As the US Federal Trade Commission (FTC) revealed on its official website yesterday, it has started notifying certain Android app developers that they're utilizing some potentially privacy-infringing software in their mobile creations. The warnings are issued via e-mail and pertain to SilverPush, an advertising framework with some rather worrying capabilities. As the FTC reveals, SilverPush is able to take control of an Android device's microphone and use it to analyze background noise and listen for certain TV shows. As if that's not bad enough, the intrusively obtained information on users' viewing habits is then sold or forwarded to third-party advertisers by its India-based owners. This is naturally a cause for alarm in a country where not even the largest companies like Verizon are immune to blatant privacy violations.
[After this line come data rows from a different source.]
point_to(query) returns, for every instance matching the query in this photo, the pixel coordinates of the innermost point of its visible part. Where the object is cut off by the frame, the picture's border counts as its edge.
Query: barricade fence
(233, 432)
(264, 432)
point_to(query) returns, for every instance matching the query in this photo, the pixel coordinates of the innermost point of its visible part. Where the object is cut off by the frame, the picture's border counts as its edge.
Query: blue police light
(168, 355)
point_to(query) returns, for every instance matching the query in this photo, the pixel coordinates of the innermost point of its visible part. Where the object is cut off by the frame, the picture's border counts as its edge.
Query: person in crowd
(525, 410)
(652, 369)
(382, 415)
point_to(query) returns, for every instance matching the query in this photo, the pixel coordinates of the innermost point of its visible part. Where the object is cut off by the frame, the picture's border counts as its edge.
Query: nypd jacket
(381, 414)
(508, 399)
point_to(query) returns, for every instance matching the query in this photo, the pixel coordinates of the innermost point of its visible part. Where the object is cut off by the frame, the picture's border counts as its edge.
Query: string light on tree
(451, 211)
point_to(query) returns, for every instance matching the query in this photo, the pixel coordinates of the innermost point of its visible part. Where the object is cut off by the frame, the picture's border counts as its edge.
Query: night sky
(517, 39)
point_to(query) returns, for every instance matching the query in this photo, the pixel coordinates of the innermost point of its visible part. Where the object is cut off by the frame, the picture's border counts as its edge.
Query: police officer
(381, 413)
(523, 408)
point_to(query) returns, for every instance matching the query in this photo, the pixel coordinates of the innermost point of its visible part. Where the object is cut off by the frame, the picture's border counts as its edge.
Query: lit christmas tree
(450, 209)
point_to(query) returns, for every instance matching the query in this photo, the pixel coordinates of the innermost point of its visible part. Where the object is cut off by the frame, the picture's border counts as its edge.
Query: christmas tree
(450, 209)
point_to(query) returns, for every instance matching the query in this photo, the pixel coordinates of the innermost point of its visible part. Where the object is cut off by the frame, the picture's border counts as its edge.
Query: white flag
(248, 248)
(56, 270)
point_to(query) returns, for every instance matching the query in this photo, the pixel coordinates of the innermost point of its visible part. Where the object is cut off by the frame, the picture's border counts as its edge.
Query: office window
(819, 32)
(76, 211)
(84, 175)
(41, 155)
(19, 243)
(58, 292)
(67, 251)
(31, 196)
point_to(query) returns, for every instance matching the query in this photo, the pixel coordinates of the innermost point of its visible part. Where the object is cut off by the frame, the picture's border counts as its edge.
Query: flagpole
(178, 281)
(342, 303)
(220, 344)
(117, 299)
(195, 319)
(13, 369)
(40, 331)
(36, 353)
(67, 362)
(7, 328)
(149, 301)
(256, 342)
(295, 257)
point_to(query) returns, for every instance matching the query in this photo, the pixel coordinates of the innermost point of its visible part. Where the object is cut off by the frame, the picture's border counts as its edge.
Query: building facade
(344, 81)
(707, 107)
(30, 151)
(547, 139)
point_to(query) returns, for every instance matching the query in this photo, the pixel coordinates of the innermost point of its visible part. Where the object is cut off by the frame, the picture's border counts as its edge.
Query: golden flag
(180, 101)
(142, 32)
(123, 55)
The FTC claims it has contacted exactly 12 developers by e-mail and warned them in regards to the use of SilverPush in their apps. While the agency hasn't specifically named any offenders, it did reveal that their products are all available on Google Play Store. Naturally, it's really unlikely that the warned developers are also the only ones utilizing SilverPush in apps which are available in the US, especially since the FTC was likely using a rather manual process to identify apps using the controversial ad framework. However, this is nonetheless a step in the right direction and there's little doubt that more warnings will follow soon. As for what exactly the developers are being warned about here, the FTC notified them that SilverPush and related practices could easily constitute a violation of the Federal Trade Commission Act, or even more specifically, its section five which prohibits "unfair or deceptive acts or practices in or affecting commerce." In other words, the sole act of using users' devices to listen in on them isn't illegal, but not notifying them about it definitely is.
Even though SilverPush's Indian developers claim that their advertising framework isn't used in the US at this point in time, the FTC has seemingly took a preemptive course of action in this case and notified the aforementioned dozen developers about the fact that its sole presence in their apps may be illegal due to the deceptive nature of the software. Therefore, if that proves to be the case, developers will definitely be held responsible in case they haven't notified their users about how any why are they collecting their data. The FTC is in no way new to the mobile app privacy game as it has been releasing non-binding guidelines to developers for years, but this preemptive hands-on approach is definitely not its usual MO and it's likely that it took the dozen of warned developers completely by surprise.